Among these funds, Luxor Capital Group held the most valuable stake in Five Point Holdings, LLC (NYSE:FPH), which was worth $57.5 million at the end of the third quarter. On the second spot was Third Avenue Management which amassed $42.9 million worth of shares. Long Pond Capital, Glendon Capital Management, and Scoggin were also very fond of the stock, becoming one of the largest hedge fund holders of the company. In terms of the portfolio weights assigned to each position Third Avenue Management allocated the biggest weight to Five Point Holdings, LLC (NYSE:FPH), around 5.96% of its 13F portfolio. Scoggin is also relatively very bullish on the stock, setting aside 2.59 percent of its 13F equity portfolio to FPH.
Judging by the fact that Five Point Holdings, LLC (NYSE:FPH) has faced declining sentiment from the aggregate hedge fund industry, it’s easy to see that there lies a certain “tier” of hedgies that decided to sell off their full holdings heading into Q4. Intriguingly, Donald Sussman’s Paloma Partners dropped the biggest position of all the hedgies monitored by Insider Monkey, worth close to $0.1 million in stock. Noam Gottesman’s fund, GLG Partners, also dropped its stock, about $0.1 million worth. These moves are interesting, as aggregate hedge fund interest was cut by 1 funds heading into Q4.
Let’s go over hedge fund activity in other stocks similar to Five Point Holdings, LLC (NYSE:FPH). These stocks are Great Lakes Dredge & Dock Corporation (NASDAQ:GLDD), Tilray, Inc. (NASDAQ:TLRY), Saul Centers Inc (NYSE:BFS), ARMOUR Residential REIT, Inc. (NYSE:ARR), Ready Capital Corporation (NYSE:RC), Inozyme Pharma, Inc. (NASDAQ:INZY), and Cellcom Israel Ltd. (NYSE:CEL). This group of stocks’ market caps are closest to FPH’s market cap.
|Ticker||No of HFs with positions||Total Value of HF Positions (x1000)||Change in HF Position|
View table here if you experience formatting issues.
As you can see these stocks had an average of 9.9 hedge funds with bullish positions and the average amount invested in these stocks was $52 million.

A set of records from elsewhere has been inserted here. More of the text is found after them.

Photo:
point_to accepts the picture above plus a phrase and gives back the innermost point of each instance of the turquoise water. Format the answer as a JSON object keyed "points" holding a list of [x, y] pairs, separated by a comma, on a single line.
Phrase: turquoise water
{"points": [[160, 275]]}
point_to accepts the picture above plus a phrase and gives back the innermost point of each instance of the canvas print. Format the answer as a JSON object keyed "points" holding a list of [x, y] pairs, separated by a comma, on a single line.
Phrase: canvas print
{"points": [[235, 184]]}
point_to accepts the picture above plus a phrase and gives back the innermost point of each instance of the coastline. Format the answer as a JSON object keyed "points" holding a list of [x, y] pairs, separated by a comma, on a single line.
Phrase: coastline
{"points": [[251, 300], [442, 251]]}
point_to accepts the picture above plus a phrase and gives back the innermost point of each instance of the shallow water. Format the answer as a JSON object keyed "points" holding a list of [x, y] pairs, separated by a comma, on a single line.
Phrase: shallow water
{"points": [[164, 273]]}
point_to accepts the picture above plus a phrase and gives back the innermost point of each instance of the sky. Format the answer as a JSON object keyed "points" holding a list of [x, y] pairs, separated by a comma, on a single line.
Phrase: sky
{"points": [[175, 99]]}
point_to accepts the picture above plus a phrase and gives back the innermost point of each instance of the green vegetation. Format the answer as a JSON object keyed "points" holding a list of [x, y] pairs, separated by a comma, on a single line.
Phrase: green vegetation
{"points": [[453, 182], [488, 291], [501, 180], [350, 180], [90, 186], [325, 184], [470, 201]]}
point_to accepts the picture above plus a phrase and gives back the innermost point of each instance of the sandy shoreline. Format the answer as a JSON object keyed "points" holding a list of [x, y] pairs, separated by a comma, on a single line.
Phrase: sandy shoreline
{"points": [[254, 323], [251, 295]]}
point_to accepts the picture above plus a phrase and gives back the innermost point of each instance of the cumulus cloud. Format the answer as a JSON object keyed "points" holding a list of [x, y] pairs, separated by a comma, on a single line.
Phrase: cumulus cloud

That figure was $144 million in FPH’s case. Great Lakes Dredge & Dock Corporation (NASDAQ:GLDD) is the most popular stock in this table. On the other hand Cellcom Israel Ltd. (NYSE:CEL) is the least popular one with only 2 bullish hedge fund positions. Five Point Holdings, LLC (NYSE:FPH) is not the most popular stock in this group but hedge fund interest is still above average. Our overall hedge fund sentiment score for FPH is 57.5. Stocks with higher number of hedge fund positions relative to other stocks as well as relative to their historical range receive a higher sentiment score. Our calculations showed that top 20 most popular stocks among hedge funds returned 41.3% in 2019 and outperformed the S&P 500 ETF (SPY) by 10 percentage points. These stocks gained 32.9% in 2020 through December 8th and still beat the market by 16.2 percentage points. Hedge funds were also right about betting on FPH as the stock returned 31.9% since the end of Q3 (through 12/8) and outperformed the market. Hedge funds were rewarded for their relative bullishness.